The Consumer Financial Protection Bureau has issued long-awaited rules on mortgage lending that should help protect home buyers and the global financial system from a repeat of the subprime disaster. But the rules, which were announced on Thursday and go into effect next year, include some features that could hurt lower-income borrowers.

Predatory lending was a leading cause of the housing bubble, the spike in foreclosures and the failure of large financial institutions. It saddled borrowers with too much debt and left investors with big losses. Congress created the consumer bureau in large part to make sure all that never happened again.

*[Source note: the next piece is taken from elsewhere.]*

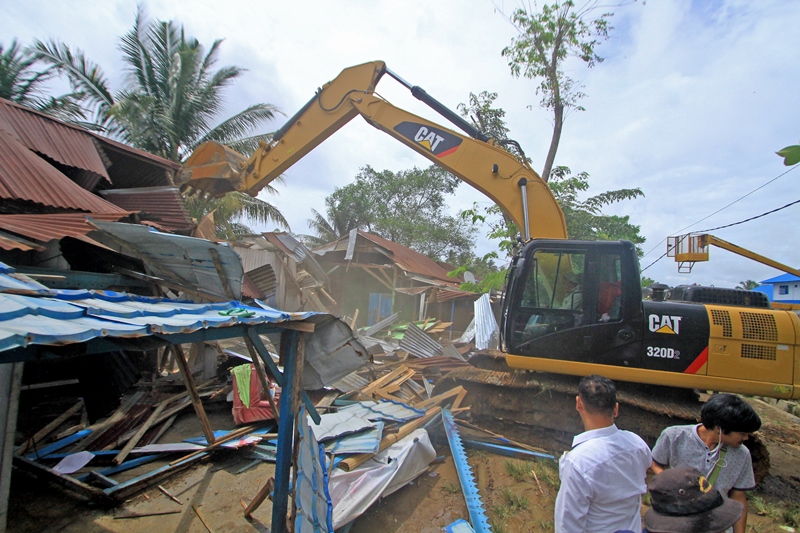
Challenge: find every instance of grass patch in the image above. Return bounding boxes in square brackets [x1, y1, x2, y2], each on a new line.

The rules the bureau enacted, which will be supplemented by regulations by the Federal Reserve and other agencies, create a new category of loans called “qualified mortgages” that cannot include certain dangerous features like interest-only payments or negative amortization, which means that the amount owed increases over time. The rules also limit fees and penalties. Lenders would also have to thoroughly vet the finances of borrowers and make sure they spend no more than 43 percent of their pretax income on loan payments.

But some rules, including the 43 percent limit, are not sufficiently protective. While a family that earns $100,000 could deal with payments at that level, a family earning $50,000 probably could not. The bureau could have used a percentage range that varied depending on families’ disposable incomes. Another rule gives lenders a “safe harbor,” or immunity, from certain lawsuits for certain qualified mortgages. It would have been more sound to give borrowers a right to sue if they proved that the lender did not properly take into account their ability to repay the loan.

Officials say these new rules should help invigorate the mortgage market by assuring investors that the loans they buy from banks are sound. Right now, most investors are only willing to buy mortgages guaranteed by the government. It is too early to say whether the rules will have that effect. What is clear, however, is that other regulators can build on the progress the bureau has made while adding protections for borrowers.